Mario Toneguzzi, Calgary Herald, Calgary Herald
Commercial real estate investment in the Calgary market was down in the third quarter of this year, according to a new report by RealNet Canada Inc.
The report said total dollar volume in the city reached $722 million, off by 13 per cent from the previous quarter. However, larger investments were up, with 148 transactions over $1 million, a 48 per cent increase over the second quarter.
“Despite the uneven performance in the office and retail markets, capital continues to flow in the Greater Calgary area due to steady industrial and land sectors,” said Paul Richter, director of research for RealNet Canada.
In the third quarter, investment volumes were up in four of seven asset classes, with the retail and apartment asset classes generating the greatest improvements from the previous quarter.
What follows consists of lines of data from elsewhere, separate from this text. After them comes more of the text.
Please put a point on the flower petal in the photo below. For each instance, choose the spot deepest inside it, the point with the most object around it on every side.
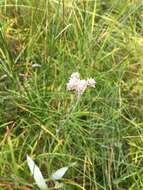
(38, 177)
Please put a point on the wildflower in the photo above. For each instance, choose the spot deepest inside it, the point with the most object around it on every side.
(79, 85)
(35, 65)
(91, 82)
(73, 82)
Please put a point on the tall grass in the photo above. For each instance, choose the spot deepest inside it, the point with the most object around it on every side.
(104, 131)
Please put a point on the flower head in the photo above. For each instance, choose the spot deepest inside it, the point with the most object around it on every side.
(79, 85)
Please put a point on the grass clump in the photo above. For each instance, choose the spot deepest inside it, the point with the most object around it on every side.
(102, 131)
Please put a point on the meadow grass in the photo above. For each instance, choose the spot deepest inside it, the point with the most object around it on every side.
(103, 130)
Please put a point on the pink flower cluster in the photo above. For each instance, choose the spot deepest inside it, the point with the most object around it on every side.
(79, 85)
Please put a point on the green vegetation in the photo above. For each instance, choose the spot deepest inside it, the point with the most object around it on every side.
(103, 130)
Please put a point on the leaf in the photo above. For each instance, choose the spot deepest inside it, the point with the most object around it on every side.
(38, 177)
(59, 173)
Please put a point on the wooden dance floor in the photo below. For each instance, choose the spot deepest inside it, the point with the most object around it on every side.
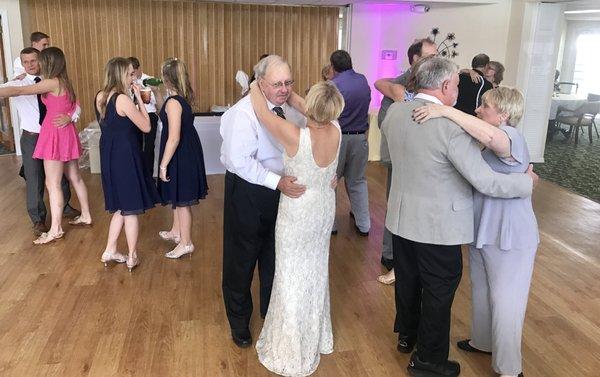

There were 27 retail deals in the quarter — an improvement of 80 per cent and the fourth most active quarter in the past 10 years. The value of those deals was $153.6 million, a 37.6 per cent increase.
The apartment market “rebounded from a five-year trough,” the report said, with investment volumes up 248 per cent to $128.9 million.
“The third quarter … outperformed a combined first and second quarter,” said the report.
The office market plummeted from $457.2 million in the second quarter to $8.8 million in the third quarter. The industrial market saw investment reach $177.9 million in the third quarter, up from $102.5 million in the previous quarter.
The hotel asset class dropped to $10.8 million from $15.9 million; industrial land fell to $108.2 million from $124.2 million; and residential land was up to $134 million from $60.7 million.